The deal raises immediate questions about the use of public funds. Environmental advocates were quick to characterize it as taxpayer money being spent to eliminate clean energy capacity rather than build it — particularly at a moment when the Iran conflict has sent oil prices surging and renewed global debate about energy security and diversification.

This transaction also comes after the administration’s earlier attempts to halt offshore wind construction were struck down by federal courts. Judges overturned executive orders that had targeted five major East Coast wind projects on national security grounds, allowing construction to continue. The TotalEnergies deal appears to signal a strategic pivot — using financial settlements to achieve what legal orders could not.

The broader energy policy picture is shifting rapidly. Ironically, on the same day this deal was announced, one of the offshore wind farms previously targeted by the administration — Coastal Virginia Offshore Wind — began delivering power to the Virginia grid. The developer, Dominion Energy, confirmed the milestone, underscoring the fact that the offshore wind industry, despite significant political headwinds, continues to advance.

For investors in the small and microcap energy space, the implications cut both ways.

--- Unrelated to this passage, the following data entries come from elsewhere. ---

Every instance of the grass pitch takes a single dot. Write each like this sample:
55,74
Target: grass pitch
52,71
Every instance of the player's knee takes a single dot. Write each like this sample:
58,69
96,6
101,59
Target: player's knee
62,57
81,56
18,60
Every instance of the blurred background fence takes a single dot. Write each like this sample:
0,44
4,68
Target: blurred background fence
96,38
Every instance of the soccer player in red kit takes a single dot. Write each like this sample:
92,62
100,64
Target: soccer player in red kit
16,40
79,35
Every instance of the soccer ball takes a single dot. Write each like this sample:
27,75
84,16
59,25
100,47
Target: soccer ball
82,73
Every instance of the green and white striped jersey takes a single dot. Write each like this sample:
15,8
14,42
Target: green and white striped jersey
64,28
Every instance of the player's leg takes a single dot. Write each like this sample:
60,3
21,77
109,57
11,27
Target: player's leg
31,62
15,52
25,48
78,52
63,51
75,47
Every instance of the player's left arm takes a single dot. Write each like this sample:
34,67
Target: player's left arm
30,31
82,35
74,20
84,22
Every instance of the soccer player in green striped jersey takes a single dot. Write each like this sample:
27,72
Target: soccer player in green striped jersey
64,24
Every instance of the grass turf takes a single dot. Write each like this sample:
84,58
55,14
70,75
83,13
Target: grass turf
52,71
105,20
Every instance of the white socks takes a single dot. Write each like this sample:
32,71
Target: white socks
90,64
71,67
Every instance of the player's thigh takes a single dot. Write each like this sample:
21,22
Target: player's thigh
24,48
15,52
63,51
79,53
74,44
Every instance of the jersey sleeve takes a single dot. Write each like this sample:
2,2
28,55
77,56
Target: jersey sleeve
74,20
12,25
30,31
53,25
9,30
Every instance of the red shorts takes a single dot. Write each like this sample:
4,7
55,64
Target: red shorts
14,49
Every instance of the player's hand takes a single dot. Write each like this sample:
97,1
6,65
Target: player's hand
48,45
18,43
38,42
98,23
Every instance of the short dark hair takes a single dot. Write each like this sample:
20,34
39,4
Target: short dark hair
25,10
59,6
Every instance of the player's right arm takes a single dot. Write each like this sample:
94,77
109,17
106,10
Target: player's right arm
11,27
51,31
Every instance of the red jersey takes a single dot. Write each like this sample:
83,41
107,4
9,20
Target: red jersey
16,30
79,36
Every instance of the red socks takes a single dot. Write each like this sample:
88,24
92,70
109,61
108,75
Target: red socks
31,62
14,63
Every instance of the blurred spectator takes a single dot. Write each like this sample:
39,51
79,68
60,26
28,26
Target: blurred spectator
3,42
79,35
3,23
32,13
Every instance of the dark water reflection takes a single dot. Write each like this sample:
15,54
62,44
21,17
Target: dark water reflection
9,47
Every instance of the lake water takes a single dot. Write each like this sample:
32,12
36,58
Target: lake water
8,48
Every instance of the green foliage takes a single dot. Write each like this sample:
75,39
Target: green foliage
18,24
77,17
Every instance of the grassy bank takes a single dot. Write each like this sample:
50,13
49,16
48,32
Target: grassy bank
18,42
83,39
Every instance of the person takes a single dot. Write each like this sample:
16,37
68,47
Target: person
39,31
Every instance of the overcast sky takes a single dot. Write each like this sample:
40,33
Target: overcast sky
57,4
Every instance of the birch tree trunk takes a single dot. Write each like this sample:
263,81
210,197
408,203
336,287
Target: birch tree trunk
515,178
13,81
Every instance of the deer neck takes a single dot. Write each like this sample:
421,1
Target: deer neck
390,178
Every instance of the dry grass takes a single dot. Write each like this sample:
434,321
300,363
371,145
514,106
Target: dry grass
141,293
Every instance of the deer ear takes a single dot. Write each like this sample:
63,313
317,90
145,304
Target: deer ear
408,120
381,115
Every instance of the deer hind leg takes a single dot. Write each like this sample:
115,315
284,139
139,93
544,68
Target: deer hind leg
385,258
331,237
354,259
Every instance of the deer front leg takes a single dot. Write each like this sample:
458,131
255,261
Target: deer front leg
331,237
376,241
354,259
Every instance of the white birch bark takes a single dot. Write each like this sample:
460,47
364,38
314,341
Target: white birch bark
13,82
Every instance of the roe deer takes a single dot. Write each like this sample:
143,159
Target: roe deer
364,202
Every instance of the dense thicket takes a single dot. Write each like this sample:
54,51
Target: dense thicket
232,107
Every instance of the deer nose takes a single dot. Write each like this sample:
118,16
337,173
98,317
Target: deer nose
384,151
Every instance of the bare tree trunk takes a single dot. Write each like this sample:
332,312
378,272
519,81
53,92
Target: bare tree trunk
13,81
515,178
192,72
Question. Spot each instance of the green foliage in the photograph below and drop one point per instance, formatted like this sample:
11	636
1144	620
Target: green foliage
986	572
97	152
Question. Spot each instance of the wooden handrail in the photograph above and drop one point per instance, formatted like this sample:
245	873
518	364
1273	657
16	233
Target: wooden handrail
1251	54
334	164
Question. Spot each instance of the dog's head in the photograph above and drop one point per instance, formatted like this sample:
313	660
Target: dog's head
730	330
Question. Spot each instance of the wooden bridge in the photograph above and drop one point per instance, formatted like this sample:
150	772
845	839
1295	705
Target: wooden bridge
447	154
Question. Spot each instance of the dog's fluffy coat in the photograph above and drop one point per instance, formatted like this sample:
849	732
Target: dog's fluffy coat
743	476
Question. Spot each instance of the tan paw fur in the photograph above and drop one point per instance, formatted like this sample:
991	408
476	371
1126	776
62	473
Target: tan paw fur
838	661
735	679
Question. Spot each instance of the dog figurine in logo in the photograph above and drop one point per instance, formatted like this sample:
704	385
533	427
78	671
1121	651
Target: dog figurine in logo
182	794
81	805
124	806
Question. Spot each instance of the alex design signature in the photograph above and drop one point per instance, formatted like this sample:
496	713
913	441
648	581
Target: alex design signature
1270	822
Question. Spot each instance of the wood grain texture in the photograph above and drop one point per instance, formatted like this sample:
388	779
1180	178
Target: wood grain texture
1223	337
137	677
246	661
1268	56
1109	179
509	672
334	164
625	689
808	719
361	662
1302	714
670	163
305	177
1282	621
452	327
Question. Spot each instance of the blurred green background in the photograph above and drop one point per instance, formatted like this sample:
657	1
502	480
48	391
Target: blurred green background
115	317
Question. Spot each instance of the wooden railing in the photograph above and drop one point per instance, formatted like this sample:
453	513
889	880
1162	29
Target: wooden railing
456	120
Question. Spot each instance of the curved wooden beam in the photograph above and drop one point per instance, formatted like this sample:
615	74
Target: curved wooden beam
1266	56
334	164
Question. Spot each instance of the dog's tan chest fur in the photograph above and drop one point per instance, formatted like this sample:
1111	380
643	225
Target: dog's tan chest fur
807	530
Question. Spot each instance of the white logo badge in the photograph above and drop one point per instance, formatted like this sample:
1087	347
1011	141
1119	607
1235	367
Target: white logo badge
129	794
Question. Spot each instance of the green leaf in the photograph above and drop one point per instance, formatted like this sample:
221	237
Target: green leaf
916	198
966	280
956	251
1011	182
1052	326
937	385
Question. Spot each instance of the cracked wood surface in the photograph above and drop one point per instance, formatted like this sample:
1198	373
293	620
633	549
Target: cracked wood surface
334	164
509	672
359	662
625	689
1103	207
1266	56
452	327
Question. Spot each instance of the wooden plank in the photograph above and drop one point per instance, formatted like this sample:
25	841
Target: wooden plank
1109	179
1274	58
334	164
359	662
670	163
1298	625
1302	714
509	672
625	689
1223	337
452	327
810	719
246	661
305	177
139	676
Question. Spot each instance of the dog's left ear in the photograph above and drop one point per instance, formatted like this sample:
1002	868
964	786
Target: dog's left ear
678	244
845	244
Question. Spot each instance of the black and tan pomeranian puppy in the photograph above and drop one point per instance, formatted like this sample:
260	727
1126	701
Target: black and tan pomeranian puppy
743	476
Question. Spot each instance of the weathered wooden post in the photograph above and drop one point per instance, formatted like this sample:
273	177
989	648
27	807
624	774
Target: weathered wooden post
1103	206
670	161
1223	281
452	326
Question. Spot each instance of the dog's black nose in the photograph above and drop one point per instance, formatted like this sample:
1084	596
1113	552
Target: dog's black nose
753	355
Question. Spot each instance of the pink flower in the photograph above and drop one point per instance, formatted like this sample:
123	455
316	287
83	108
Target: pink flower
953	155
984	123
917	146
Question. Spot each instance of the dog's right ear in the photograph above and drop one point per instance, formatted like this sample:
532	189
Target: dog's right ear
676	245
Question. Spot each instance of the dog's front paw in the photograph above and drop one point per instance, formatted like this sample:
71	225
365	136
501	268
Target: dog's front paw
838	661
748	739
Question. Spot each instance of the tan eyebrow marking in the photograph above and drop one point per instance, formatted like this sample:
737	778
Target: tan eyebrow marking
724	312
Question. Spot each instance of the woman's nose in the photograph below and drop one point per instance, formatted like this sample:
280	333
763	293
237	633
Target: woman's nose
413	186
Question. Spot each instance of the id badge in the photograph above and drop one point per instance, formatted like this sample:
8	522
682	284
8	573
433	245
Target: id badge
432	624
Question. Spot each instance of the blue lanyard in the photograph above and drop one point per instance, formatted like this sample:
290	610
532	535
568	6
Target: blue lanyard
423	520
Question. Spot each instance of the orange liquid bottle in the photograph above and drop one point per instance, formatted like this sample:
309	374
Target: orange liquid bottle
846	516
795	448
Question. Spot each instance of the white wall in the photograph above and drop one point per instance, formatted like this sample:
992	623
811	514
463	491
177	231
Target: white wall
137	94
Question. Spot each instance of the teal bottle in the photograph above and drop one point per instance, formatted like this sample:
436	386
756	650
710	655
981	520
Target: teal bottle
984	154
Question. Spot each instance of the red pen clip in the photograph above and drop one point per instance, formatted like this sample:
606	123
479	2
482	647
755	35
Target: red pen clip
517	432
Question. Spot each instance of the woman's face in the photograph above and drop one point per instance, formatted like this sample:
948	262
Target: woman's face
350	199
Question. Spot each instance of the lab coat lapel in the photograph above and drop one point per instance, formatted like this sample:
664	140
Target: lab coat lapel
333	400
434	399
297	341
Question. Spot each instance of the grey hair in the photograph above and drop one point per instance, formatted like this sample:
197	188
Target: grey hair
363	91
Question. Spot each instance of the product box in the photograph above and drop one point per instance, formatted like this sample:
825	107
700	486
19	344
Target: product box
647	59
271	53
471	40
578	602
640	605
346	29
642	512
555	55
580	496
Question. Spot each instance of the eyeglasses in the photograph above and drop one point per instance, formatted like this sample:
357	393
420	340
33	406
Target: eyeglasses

Companies with exposure to LNG infrastructure, domestic oil and gas development, and fossil fuel supply chains stand to benefit from the administration’s policy direction and capital reallocation. On the other side, smaller renewable energy developers and wind supply chain companies face an increasingly hostile regulatory and financial environment in the U.S., even as offshore wind capacity expands globally — with China leading the world in new installations.

The $1 billion question is whether this deal represents a one-time settlement or the beginning of a broader pattern of government-funded exits from the U.S. renewable energy sector.